Bu tasarım kusurlarına dikkat ederek binanın depreme karşı dayanıklılığı konusunda fikir edinebilirsin.

Binalar henüz tasarım aşamasındayken risk analizi yaptırılması oldukça önemlidir. Deprem hesaba katılmadan yapılan tasarımlar, revizyonlar ve ek yapılar binalarda beklenmedik ve öngörülemeyen hasarların meydana gelmesine yol açabilir. Risk yönetiminin proje aşamasındayken uygulanması, binanın kullanım amacına uygun şekilde ve dayanıklı olarak inşa edilmesine yardımcı olur.
Bir bina ne kadar ağırsa o ölçüde deprem kuvvetine maruz kalır. Binaların tasarımı esnasında hesaba katılmayan ilave yükler, deprem sırasında çatıların çökmesine ve kolonların ikincil ağırlıklara maruz kalmasına yol açabilir. Verimli ve tasarruflu enerji tüketimi için çatı tipi güneş panelinden yararlanmak istiyorsan binanın buna uygun olup olmadığının değerlendirilmesi gerekir. En ideal olanı ise bina tasarım aşamasındayken bu konunun değerlendirilmesidir. Hem statik hem de dinamik analiz yaptırılması, sonuç olumsuz ise güçlendirme çalışmalarının ardından panel kurulumuna geçilmesi gerekir.
Deprem sırasında meydana gelen ikincil riskler de en az deprem kadar yıkıcı ve hasar verici olabilir. Isı ve gaz kaynaklarının standartlara uygun şekilde sabitlenmesi olası yangın riskini ortadan kaldırmaya yardımcı olur. Bunun yanı sıra binalarda yangın algılama ve otomatik söndürme sisteminin kurulması da oldukça önemlidir.
Depremlerin ardından meydana gelen maddi hasarların tazmin edilmesi, normal yaşam düzenine dönebilmeye imkan tanır. Maddi hasarların karşılanması için en ideal yol ise kapsamlı bir deprem sigortası yaptırmaktan geçer. Sen de Allianz ile Zorunlu Deprem Sigortası yaptırarak deprem kaynaklı maddi hasarları teminat altına alabilirsin.

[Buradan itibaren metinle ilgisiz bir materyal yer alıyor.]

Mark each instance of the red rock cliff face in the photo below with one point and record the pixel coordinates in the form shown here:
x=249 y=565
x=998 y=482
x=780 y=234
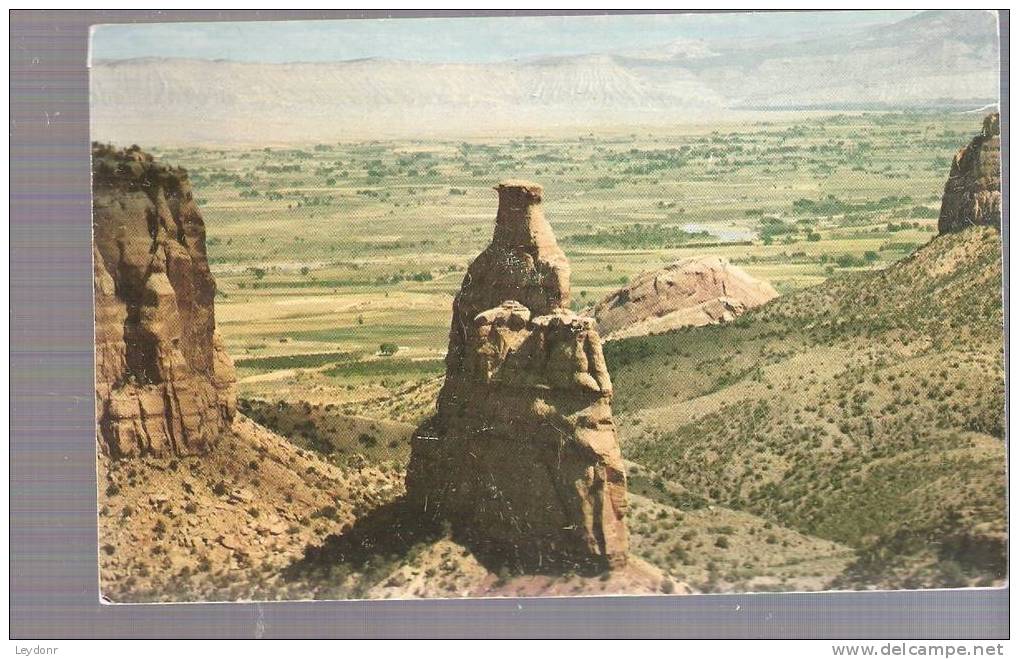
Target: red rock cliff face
x=164 y=383
x=973 y=191
x=522 y=455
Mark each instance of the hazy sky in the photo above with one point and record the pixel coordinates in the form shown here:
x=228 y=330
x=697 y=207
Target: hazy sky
x=454 y=40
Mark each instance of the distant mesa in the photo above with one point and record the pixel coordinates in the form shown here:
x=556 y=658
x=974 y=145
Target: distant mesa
x=522 y=456
x=164 y=382
x=973 y=191
x=691 y=292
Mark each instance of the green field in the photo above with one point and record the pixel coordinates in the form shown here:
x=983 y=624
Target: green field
x=847 y=435
x=340 y=248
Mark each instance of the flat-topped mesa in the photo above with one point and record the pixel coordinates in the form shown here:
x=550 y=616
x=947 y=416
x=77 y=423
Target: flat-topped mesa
x=164 y=382
x=973 y=191
x=522 y=456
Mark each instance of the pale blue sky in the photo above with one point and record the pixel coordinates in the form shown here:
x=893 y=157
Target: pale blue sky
x=456 y=40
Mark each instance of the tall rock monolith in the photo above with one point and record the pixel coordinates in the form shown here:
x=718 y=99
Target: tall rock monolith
x=164 y=382
x=522 y=457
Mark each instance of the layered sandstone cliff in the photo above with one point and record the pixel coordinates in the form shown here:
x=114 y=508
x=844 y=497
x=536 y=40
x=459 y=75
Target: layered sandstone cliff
x=973 y=191
x=695 y=291
x=164 y=383
x=522 y=456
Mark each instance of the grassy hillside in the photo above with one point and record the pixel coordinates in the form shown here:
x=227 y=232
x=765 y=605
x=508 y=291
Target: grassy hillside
x=868 y=412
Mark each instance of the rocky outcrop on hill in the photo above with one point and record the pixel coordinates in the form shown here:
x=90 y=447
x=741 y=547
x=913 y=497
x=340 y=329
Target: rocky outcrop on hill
x=522 y=456
x=695 y=291
x=973 y=191
x=164 y=383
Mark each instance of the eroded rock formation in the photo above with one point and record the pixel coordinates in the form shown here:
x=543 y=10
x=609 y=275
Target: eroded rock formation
x=695 y=291
x=522 y=455
x=973 y=191
x=164 y=383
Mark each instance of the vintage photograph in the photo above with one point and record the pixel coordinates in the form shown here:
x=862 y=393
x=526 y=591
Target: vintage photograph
x=656 y=304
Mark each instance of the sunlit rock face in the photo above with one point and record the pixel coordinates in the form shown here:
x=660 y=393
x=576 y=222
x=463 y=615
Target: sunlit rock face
x=522 y=456
x=164 y=382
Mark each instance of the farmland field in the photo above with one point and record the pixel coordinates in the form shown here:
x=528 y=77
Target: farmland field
x=325 y=253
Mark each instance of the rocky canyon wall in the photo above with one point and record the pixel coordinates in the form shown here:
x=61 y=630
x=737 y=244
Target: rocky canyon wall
x=973 y=191
x=522 y=456
x=164 y=383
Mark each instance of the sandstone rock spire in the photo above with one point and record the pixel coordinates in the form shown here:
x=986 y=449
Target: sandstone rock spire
x=522 y=456
x=164 y=383
x=973 y=191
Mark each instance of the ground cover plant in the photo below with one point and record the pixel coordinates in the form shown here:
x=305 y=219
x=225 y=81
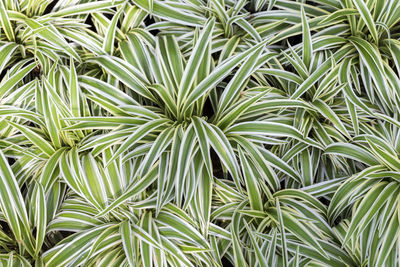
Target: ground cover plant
x=199 y=133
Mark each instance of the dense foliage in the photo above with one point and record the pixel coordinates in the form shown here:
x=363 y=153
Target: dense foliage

İş süreklilik planları, çoğunlukla belirli bir risk konusu yerine kritik süreçlerin devamlılığı ile ilgili olarak hazırlanır. İş süreklilik planlarının deprem sonrası konutların risk seviyesinin belirlenmesi, evi ağır hasar görmüş kişilerin barınma ihtiyaçlarının karşılanması için nasıl bir çözüm üretileceği, psikolojik destek verilmesi gibi konuları da kapsaması gerekir.

Deprem her ne kadar yıkıcı bir afet olsa da dersler çıkarıp uygulayarak hasarları en aza indirebilirsin. Risk önlemleri alarak, usulüne uygun binalar inşa edilmesine vesile olarak ve kontrolü elden bırakmayarak deprem gerçeğiyle birlikte yaşayabilmek ve depremin yıkıcı etkisini azaltmak mümkün.